Zaheer Khan started gingerly and inspite of Sreesanth bowling well, it seemed as though the rub of the green would continue to go Bangladesh’s way with catches flying between the wicketkeeper and first slip and Tamim Iqbal playing in effect an action replay of his Queens Park Oval innings at Mirpur. By my count, 1 short pitched delivery was attempted by Zaheer against the hard charging Tamin – that one went for 5 wides because it bounced too much. Zaheer was not at his best and kept drifting on the pads every now and then. The lap scoops which all the Bangladesh batsmen seem to execute proficiently seem to unsettle Zaheer. After that, Dravid seemed to play this match with one hand tied behind his back. The best spin bowling talent he could call on was Ramesh Powar, Dinesh Mongia and Virendra Sehwag! This on a turning track. The specialist spin bowling he had in the touring squad included Piyush Chawla!
It is with this background that this result ought to be viewed.

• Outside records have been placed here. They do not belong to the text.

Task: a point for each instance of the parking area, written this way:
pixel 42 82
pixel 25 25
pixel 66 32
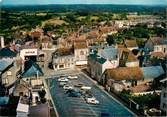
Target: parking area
pixel 69 105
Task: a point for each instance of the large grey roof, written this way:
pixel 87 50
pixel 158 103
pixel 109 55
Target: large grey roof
pixel 152 72
pixel 109 53
pixel 4 63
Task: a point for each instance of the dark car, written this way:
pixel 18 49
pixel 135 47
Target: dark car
pixel 73 93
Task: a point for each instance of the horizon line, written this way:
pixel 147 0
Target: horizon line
pixel 81 4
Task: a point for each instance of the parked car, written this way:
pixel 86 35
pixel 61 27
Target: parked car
pixel 79 85
pixel 92 100
pixel 62 79
pixel 72 77
pixel 85 88
pixel 67 87
pixel 74 94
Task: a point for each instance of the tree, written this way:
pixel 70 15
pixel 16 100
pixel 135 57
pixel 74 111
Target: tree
pixel 110 40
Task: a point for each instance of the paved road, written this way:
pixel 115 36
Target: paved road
pixel 77 107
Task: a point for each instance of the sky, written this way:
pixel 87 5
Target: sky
pixel 131 2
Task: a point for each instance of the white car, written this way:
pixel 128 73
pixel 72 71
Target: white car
pixel 72 77
pixel 85 88
pixel 62 84
pixel 67 87
pixel 62 80
pixel 92 100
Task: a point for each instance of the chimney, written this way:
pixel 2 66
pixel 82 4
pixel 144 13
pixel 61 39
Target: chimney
pixel 2 42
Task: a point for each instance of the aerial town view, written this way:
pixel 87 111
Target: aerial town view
pixel 83 58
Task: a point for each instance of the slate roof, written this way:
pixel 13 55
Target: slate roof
pixel 97 58
pixel 125 73
pixel 4 63
pixel 158 40
pixel 152 72
pixel 110 53
pixel 31 69
pixel 80 45
pixel 131 43
pixel 158 54
pixel 6 52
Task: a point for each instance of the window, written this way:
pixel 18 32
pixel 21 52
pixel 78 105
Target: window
pixel 9 73
pixel 164 95
pixel 5 81
pixel 81 52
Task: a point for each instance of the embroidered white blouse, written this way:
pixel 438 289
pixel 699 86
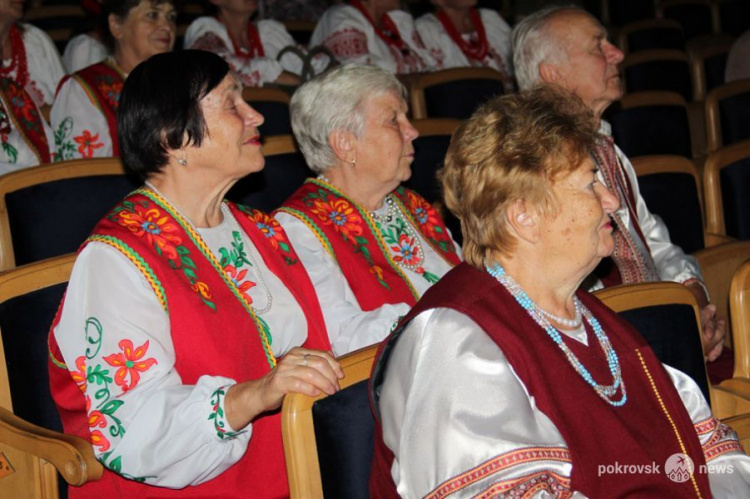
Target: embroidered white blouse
pixel 43 62
pixel 350 327
pixel 169 435
pixel 83 50
pixel 444 49
pixel 352 39
pixel 81 129
pixel 208 33
pixel 671 262
pixel 450 402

It was an important result, because the “win, or else….. ” crowd with their sting operations and punitive diktats would have found occasion to take their derisive crescendo to a new level had the run chase been unsuccessful.
A word about Dhoni – he has now made 2000 runs at 46 – with 15 50+ scores in 62 innings (17 out of 62 innings have been unbeaten), the best beginning ever by any Indian ODI player – and he has been a specialist wicketkeeper all this while. In the process he has played some astonishing innings. He is a phenomenal talent, and more crucially, a phenomenal performer – one of the finest in the world. His method may work better in certain conditions than it does in other – but it might be useful to point out that he has out performed every other Indian batsman – Tendulkar, Dravid, Ganguly, Sehwag…. only Yuvraj sing with 2045 runs in 59 games at 45.5 comes close.

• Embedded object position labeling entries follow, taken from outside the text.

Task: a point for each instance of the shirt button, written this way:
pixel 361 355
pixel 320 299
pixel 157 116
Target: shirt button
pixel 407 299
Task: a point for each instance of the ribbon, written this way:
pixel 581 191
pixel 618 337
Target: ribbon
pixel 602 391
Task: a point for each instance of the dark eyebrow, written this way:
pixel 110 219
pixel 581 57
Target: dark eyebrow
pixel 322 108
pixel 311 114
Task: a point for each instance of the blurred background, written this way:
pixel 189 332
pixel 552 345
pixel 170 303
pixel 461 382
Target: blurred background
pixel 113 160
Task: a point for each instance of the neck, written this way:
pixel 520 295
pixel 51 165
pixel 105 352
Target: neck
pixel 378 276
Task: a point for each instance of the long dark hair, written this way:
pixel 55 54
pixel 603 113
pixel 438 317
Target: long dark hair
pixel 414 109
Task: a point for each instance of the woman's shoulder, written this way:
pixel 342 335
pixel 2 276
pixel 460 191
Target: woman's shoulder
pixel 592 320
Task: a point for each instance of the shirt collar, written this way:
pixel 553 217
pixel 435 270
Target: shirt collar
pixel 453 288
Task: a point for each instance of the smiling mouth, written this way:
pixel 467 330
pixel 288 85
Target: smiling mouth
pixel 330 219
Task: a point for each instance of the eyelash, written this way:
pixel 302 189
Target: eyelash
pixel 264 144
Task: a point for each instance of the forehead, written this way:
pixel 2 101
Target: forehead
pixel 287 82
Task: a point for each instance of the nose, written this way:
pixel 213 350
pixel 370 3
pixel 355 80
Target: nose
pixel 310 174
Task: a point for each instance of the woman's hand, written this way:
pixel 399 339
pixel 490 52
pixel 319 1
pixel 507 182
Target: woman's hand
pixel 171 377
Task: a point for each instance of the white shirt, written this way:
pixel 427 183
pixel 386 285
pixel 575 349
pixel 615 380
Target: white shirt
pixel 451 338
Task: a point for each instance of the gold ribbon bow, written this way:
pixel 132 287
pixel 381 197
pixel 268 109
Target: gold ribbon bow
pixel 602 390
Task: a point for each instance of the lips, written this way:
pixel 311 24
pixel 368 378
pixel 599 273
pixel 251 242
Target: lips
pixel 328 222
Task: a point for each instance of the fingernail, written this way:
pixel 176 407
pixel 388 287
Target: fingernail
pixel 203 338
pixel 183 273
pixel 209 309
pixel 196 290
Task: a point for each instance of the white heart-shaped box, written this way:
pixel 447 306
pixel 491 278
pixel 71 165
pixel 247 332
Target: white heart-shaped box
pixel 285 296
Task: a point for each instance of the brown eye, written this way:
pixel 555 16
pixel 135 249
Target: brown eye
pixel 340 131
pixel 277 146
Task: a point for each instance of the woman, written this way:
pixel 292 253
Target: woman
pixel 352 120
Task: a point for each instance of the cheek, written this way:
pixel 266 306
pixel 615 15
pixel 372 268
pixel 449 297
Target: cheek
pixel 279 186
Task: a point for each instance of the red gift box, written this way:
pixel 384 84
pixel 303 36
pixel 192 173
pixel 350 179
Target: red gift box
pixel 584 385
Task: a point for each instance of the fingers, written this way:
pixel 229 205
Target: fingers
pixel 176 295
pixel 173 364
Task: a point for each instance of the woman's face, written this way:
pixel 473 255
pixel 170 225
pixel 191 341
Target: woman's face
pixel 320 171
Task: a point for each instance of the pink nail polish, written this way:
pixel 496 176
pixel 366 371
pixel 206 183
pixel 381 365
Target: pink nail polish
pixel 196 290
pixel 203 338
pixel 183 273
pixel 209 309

Dinesh Karthik delivered crucial runs as well. It is clear that he too like Dhoni is a special player. After a wicketkeeper drought between Mongia and Dinesh Karthik, India now have two candidates for the position who would walk into most Test sides in the World (Australia, SL and SA excepted of course).
The specialist batting seems to have learnt nothing. Gambhir, every time he gets selected promises much but his problem of falling over and planting his front foot too far across his stumps seems to persist. Sehwag was worse if anything. The run chase was well planned and India sought to make the most of the new ball and the power plays with the wicket holding up. One of the corollaries of the “openers should go after the new ball” theory is that the openers, once set, ought to stay in, because coming in against the older ball on a slow wicket is difficult given the prospect of a 5+ required run rate. Yet, Virendra Sehwag, with 171 ODI’ s under his belt, and only the captains good word on his side perished trying to manufacture a 5th boundary in an over which had already yielded 16. The man seems to have a death wish.

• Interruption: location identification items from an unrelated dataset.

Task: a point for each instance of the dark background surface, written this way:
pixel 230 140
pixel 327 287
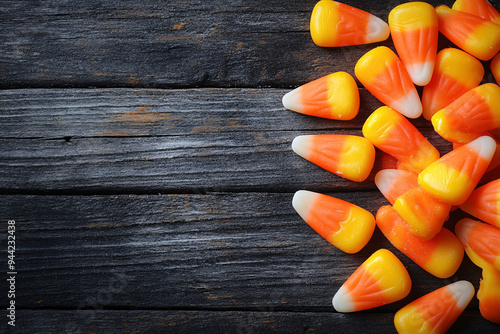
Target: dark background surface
pixel 145 157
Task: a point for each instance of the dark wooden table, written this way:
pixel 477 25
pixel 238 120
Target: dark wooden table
pixel 145 159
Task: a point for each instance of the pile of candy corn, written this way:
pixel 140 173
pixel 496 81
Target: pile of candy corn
pixel 425 187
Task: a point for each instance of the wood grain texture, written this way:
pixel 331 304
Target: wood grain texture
pixel 150 141
pixel 176 43
pixel 244 251
pixel 211 322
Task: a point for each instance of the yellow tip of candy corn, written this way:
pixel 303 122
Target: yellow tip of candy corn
pixel 453 177
pixel 484 203
pixel 414 30
pixel 334 96
pixel 435 312
pixel 351 157
pixel 473 34
pixel 337 24
pixel 380 280
pixel 343 224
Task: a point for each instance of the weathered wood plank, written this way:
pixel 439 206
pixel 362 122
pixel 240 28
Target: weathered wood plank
pixel 233 161
pixel 167 43
pixel 58 113
pixel 147 141
pixel 244 251
pixel 127 321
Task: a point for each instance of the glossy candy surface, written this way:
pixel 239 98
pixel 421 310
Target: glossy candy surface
pixel 384 75
pixel 394 182
pixel 483 239
pixel 334 96
pixel 392 133
pixel 484 203
pixel 471 33
pixel 440 256
pixel 337 24
pixel 343 224
pixel 456 72
pixel 424 214
pixel 380 280
pixel 351 157
pixel 453 177
pixel 435 312
pixel 489 294
pixel 470 116
pixel 414 31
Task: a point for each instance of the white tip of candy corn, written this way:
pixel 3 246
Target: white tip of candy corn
pixel 409 106
pixel 342 301
pixel 300 145
pixel 302 201
pixel 421 74
pixel 377 30
pixel 484 146
pixel 462 291
pixel 291 100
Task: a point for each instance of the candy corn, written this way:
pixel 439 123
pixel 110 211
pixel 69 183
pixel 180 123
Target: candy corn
pixel 481 238
pixel 345 225
pixel 484 203
pixel 414 31
pixel 481 8
pixel 392 133
pixel 489 295
pixel 394 182
pixel 475 35
pixel 453 177
pixel 470 116
pixel 495 67
pixel 435 312
pixel 351 157
pixel 440 256
pixel 384 75
pixel 380 280
pixel 424 214
pixel 336 24
pixel 455 73
pixel 334 96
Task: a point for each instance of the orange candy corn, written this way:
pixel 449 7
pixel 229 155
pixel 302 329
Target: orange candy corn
pixel 489 294
pixel 336 24
pixel 392 133
pixel 424 214
pixel 484 203
pixel 351 157
pixel 345 225
pixel 334 96
pixel 414 31
pixel 440 256
pixel 481 238
pixel 394 182
pixel 380 280
pixel 481 8
pixel 384 75
pixel 471 33
pixel 455 73
pixel 435 312
pixel 453 177
pixel 495 67
pixel 469 116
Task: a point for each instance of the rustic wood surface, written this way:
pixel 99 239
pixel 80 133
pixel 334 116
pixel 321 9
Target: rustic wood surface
pixel 145 157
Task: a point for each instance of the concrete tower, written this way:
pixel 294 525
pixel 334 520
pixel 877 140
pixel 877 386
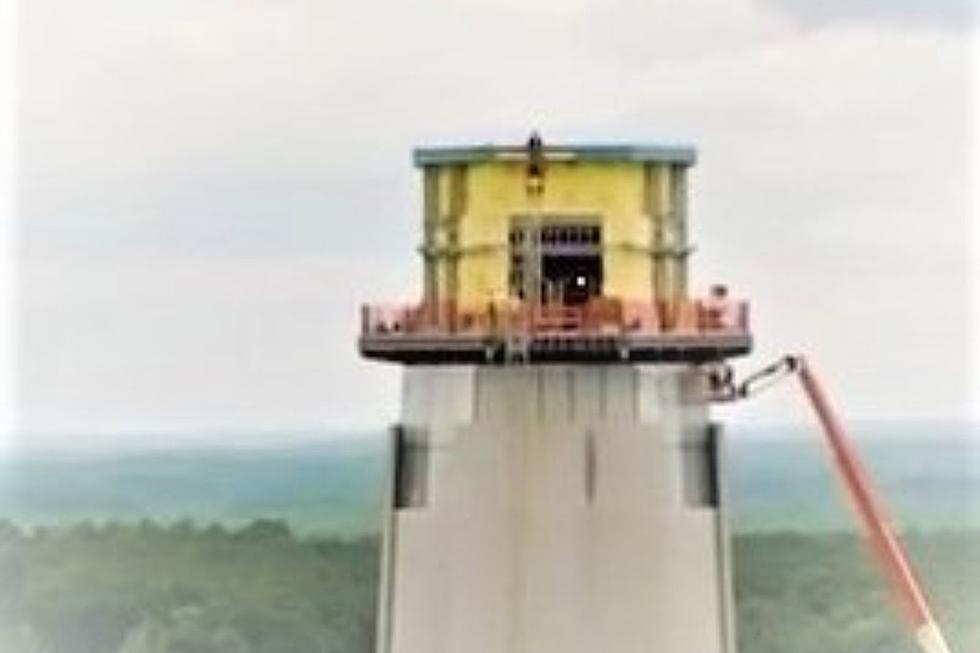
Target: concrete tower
pixel 556 482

I can assure you though – the next time he makes one of his whirlwind 180’s – possibly in the Bangladesh Tests, possibly in England, everyone will applaud his style play. It gives you a glimpse as to how analysis is invariably backwards (and inherently dishonest). A victory means that only favorable evidence and events will be cherry picked and mentioned, while a defeat means that only unfavorable evidence and events will be cherry picked and mentioned. Sehwag walks a thin line between recklessness and outrageous confidence – but that line sadly is drawn by journalists. Even if his definition of an acceptable risk may be different from that of an average batsman, it must surely be required that when he seems to take his eye off the team goal, he ought to be brought to book. The difference between the ODI Sehwag and the Test Match Sehwag, is that the Test Match Sehwag is well within his comfort zone, while the ODI Sehwag has no rhythm to his play – beyond a certain point he seems to want to smash everything – that has never worked – even with Viv Richards or Ricky Ponting or Adam Gilchrist. There is a method to Sehwag’s Test Match play. There is apparently none that does not amount to harakiri in his ODI play.
All in all, this game revealed the gulf between the two sides – an India squad selected punitively which played terrible cricket for 80 out of 94 overs, and a Bangladesh squad missing its strike bowler which played to its potential with the bat, but had a mixed day in the field. Results like this can often kickstart the build up of momentum for a side. India needed a break. And they got it when Abdur Razzak fumbled a return from square leg with Dinesh Karthik short by about three bat lengths.
May be India will give a better account of themselves in the coming games. But today, they got out of jail.